Ainsi, le Premier ministre dispose d’un atout considérable pour donner une nouvelle vie au volet social. Là où l’action gouvernementale trébuche et manifeste de grandes défaillances. Lors du conseil de gouvernement, M. Youssoufi s’est attardé sur le problème de l’emploi qui fait des ravages au sein de la société. M. El Fassi a du pain sur la planche. Son Premier ministre propose "le développement des secteurs à même de drainer une forte valeur ajoutée" pour faire baisser le taux de chômage.
Le ministre de l’Emploi, de la Formation professionnelle, du Développement Social et de la solidarité devra faire face à son premier dossier brûlant. Abbas El Fassi, qui a longtemps critiqué le travail du gouvernement, s’offre sur le dossier de l’emploi d’une bonne opportunité pour mettre en exécution ses idées rénovatrices et sa vision de la chose politique. Après deux ans de sécheresse, la promotion du monde rural figure à la tête des priorités de M. Youssoufi. Sur cette question, la stratégie gouvernementale devra porter sur "le renforcement des infrastructures économiques et du secteur de l’économie sociale ", selon les termes du Premier ministre.
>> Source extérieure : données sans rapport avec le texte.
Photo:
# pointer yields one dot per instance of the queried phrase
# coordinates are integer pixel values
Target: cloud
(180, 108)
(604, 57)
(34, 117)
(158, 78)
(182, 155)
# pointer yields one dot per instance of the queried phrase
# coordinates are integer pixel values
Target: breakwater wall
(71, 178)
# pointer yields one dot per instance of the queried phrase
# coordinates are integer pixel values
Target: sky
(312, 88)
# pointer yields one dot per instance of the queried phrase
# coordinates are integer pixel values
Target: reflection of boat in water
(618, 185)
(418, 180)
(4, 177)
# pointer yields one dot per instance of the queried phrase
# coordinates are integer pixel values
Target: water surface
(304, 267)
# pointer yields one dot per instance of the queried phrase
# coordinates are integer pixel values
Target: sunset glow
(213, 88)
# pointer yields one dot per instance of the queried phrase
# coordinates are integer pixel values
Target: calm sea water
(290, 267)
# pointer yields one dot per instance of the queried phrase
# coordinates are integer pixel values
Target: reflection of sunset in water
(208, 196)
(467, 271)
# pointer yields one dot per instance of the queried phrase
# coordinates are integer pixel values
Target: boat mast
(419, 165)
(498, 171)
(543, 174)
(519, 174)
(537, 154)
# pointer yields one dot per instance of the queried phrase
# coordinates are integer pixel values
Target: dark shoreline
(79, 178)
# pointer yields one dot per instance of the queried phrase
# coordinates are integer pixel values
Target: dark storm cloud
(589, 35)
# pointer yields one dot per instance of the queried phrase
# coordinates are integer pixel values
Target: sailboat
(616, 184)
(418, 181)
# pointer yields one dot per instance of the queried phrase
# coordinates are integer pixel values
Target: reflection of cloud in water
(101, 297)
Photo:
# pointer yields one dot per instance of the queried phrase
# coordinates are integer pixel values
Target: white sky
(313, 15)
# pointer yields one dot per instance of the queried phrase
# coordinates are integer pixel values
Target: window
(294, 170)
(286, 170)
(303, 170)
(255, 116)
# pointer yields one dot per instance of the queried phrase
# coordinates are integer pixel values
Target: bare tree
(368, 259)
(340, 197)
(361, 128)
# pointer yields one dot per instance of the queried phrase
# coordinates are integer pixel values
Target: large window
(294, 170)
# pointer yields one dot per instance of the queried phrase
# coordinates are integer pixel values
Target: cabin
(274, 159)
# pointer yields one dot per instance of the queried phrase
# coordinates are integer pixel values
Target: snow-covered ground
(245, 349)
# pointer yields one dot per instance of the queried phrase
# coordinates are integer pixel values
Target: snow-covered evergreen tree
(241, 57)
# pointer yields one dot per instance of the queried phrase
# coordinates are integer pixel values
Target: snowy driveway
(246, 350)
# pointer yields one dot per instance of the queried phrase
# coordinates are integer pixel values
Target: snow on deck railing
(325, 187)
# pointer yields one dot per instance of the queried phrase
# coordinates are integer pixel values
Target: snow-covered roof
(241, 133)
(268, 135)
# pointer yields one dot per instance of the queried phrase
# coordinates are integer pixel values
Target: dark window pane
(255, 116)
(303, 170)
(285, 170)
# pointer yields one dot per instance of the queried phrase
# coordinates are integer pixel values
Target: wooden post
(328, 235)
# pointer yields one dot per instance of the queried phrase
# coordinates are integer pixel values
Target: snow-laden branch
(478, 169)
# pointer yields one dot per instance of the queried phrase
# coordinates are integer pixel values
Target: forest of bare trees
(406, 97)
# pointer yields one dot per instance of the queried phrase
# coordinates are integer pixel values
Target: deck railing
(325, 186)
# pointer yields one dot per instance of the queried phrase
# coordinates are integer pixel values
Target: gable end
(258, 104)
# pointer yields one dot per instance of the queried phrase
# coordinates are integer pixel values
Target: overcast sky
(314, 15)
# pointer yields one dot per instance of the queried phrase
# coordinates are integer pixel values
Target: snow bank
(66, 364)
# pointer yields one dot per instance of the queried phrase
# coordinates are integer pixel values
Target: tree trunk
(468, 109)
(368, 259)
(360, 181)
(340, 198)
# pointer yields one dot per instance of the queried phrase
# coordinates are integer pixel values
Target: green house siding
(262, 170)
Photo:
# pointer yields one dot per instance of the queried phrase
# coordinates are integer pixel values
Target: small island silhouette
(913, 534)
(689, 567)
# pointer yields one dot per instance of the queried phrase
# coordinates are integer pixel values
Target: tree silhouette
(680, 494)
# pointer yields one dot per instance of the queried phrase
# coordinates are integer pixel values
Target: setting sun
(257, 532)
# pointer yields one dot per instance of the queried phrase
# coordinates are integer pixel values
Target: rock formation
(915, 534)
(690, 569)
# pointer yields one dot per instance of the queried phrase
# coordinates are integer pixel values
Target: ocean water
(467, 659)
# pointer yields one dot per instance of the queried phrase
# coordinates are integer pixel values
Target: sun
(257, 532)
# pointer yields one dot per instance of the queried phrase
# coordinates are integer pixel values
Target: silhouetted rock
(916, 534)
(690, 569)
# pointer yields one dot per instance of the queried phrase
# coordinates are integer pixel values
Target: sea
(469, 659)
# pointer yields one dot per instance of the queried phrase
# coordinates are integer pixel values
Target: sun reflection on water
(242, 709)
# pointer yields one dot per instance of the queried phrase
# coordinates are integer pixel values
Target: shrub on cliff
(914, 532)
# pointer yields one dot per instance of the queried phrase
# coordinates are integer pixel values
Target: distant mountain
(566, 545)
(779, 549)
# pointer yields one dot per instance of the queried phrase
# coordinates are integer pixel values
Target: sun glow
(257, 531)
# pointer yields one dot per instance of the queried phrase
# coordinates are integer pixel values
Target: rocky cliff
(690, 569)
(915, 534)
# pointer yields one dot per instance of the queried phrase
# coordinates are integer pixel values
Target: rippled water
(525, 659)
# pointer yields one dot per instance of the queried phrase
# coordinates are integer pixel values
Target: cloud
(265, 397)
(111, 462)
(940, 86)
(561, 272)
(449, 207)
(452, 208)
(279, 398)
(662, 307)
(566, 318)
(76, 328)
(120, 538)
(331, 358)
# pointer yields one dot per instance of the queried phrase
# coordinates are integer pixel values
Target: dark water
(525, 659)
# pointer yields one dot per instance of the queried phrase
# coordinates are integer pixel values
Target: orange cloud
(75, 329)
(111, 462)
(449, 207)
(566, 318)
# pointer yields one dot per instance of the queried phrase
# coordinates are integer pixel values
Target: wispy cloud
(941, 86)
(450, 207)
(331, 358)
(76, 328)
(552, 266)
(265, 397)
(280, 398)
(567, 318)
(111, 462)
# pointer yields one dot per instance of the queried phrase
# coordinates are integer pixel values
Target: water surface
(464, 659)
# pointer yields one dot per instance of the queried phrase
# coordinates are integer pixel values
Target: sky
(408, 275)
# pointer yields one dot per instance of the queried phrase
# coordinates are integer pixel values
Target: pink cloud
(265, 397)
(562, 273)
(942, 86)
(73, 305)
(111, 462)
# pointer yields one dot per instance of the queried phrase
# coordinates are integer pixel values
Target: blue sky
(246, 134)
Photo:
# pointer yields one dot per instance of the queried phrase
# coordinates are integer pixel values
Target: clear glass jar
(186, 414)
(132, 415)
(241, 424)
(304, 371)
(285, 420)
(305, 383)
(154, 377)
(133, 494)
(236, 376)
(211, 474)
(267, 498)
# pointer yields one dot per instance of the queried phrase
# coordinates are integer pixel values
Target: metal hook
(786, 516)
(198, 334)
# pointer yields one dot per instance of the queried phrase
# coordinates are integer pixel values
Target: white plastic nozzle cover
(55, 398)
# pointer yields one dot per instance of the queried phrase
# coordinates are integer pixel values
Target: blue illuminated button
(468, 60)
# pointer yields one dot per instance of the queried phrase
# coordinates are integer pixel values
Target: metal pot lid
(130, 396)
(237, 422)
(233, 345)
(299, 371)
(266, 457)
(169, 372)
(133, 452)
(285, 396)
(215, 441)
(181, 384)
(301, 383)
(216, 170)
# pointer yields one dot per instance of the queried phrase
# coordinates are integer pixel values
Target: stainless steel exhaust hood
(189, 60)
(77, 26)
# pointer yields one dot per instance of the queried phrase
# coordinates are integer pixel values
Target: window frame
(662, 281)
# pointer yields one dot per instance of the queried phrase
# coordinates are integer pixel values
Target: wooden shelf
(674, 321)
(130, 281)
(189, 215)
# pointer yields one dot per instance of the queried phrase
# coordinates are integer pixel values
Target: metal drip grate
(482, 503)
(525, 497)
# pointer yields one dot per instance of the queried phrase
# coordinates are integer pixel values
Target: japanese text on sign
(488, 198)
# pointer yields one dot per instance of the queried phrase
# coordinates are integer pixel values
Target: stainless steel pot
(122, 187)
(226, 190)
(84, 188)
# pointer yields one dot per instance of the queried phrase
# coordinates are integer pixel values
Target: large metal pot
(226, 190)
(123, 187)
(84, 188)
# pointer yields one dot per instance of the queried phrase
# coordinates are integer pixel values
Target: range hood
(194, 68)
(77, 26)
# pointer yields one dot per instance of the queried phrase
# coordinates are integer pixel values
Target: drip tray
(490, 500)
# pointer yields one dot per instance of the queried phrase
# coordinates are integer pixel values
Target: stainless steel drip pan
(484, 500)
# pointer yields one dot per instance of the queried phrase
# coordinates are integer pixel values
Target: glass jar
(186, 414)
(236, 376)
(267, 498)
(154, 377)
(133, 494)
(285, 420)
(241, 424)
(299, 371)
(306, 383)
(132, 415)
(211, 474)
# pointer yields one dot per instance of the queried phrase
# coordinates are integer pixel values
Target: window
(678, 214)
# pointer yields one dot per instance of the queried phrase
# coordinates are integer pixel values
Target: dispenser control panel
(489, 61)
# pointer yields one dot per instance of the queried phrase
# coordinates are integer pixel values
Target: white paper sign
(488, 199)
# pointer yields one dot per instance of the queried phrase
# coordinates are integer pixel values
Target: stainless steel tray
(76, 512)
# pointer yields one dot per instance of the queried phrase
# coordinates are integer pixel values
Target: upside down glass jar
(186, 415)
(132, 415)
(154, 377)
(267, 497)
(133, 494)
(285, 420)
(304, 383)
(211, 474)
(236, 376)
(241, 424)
Mais, que peut faire Ismail Alaoui, nouveau ministre de l’Agriculture, du Développement rural et des Eaux et forêts, si le ciel ne se montre pas clément cette année ?
Passé de l’Éducation nationale à la tête du département de l’Agriculture, en remplacement de Habib Al Malki, qui a apparemment fait les frais de deux années de sécheresse, M. Alaoui hérite, lui aussi, d’un dossier épineux. Et il doit désormais prier pour que la pluie tombe, s’il veut réussir dans sa mission.
Le discours de Abderrahmane Youssoufi est de nouveau porteur d’espoir. Cependant, il serait dangereux pour l’avenir du Maroc que les deux ans restant de la vie de son nouveau n’apportent aucun changement. Donc, il faut absolument passer à la vitesse supérieure.